Show either $f$ is constant or $g(z)=0$ for all $z$ in the region let $G$ be a region, and $f$ and $g$ be holomorphic function on $G$. if $\bar{f}\cdot g$ is holomorphic, show that either $f$ is a constant or $g(z)=0$ for all $z$ in $G$.
 A: If $g(z)$ is not identically zero, you can find an open set $U$ on which $g(z)$ is nonzero. Thus on $U$, $\bar{f} = \bar{f} g \times {1 \over g}$ is analytic. So ${1 \over 2}(f + \bar{f})$ = 
$Re(f)$ and $Im(f) = {1 \over 2i}(f - \bar{f})$ are analytic functions on $U$. Applying the Cauchy-Riemann equations to these two functions gives that $Re(f)$ and $Im(f)$ are constant on $U$, so the same is true for $f$. Since $f$ is equal to a constant on an open subset of your region, it's equal to that constant everywhere. 
A: I think we have to assume $G$ is connected otherwise this does not work : let $G = G_1 \cup G_2$ with $G_1$ and $G_2$ disjoint open sets, set $f = 1_{G_1}$ (ie $f(z)$ is $1$ if $z \in G_1$ and $0$ otherwise), $g = 1_{G_2}$. Then $f$, $g$ and $\overline{f}g$ are holomorphic but $f$ is not constant, and $g$ is not zero.
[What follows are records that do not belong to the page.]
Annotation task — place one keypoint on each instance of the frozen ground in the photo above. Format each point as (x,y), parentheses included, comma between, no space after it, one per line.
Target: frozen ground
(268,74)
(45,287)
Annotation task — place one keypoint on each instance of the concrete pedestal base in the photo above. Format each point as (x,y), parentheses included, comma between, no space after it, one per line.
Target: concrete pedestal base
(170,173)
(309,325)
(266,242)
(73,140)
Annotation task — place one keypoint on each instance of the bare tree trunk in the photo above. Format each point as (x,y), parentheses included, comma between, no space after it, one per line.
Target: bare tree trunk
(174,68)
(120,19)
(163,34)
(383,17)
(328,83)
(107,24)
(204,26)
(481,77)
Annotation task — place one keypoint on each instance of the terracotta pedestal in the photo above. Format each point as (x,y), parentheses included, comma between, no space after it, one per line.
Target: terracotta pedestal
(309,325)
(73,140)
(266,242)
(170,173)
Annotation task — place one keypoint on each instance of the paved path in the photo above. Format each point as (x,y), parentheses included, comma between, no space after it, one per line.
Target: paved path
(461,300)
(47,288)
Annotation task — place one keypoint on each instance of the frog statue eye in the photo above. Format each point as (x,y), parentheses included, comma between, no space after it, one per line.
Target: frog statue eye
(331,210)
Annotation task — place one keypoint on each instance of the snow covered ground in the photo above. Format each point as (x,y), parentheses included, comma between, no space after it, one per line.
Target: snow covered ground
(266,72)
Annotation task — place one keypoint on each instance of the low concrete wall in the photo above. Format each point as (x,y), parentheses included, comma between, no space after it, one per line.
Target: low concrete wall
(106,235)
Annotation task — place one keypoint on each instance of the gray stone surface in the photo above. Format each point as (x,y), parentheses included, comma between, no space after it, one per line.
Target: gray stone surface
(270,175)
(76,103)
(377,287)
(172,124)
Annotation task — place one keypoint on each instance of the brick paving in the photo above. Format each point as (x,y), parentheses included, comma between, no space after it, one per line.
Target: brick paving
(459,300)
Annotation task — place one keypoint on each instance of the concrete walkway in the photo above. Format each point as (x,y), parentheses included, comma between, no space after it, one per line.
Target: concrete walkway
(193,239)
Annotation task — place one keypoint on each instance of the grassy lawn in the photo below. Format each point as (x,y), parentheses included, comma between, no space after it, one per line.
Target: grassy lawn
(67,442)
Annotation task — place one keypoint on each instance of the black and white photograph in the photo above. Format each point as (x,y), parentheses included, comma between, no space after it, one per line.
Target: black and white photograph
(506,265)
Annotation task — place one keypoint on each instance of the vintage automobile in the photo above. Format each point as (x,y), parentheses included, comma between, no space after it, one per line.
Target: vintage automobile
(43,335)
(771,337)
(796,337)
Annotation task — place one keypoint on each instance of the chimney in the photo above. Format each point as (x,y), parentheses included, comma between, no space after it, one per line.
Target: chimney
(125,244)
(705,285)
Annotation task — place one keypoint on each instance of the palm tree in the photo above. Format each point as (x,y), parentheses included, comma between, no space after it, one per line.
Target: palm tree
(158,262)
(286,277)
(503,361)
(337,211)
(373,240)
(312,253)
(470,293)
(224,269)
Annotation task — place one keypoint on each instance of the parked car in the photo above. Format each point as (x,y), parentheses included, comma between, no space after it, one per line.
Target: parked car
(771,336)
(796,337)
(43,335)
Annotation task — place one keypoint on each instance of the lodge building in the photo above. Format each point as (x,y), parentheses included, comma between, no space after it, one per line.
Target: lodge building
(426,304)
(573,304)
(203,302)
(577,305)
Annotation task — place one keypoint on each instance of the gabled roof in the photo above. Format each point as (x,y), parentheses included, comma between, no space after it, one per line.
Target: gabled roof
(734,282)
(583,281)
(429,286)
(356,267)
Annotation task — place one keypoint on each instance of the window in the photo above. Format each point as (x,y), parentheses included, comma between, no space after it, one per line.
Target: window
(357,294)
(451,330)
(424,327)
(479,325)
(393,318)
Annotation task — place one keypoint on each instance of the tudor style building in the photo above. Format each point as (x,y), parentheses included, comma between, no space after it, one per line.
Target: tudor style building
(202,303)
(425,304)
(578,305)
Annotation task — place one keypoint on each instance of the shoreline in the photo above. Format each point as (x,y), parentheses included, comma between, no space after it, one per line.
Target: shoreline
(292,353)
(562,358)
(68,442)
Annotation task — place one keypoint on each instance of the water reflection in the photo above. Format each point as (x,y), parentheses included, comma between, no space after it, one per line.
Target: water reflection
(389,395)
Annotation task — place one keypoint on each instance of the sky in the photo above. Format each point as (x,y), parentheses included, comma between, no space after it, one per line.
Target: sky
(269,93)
We now assume $G$ is connected. Denote $h = \overline{f} g$. Let $\Omega \subset G$ be the open subset of points on which $g$ does not vanish. Assume $\Omega$ is non empty (otherwise $g = 0$ and we're done). Then $f$ and $\overline{f} = \frac{h}{g}$ are holomorphic on $\Omega$, so $f$ is constant on $\Omega$ (using the Cauchy-Riemann equation). And because $G$ is connected, the identity theorem shows that $f$ is constant on $G$.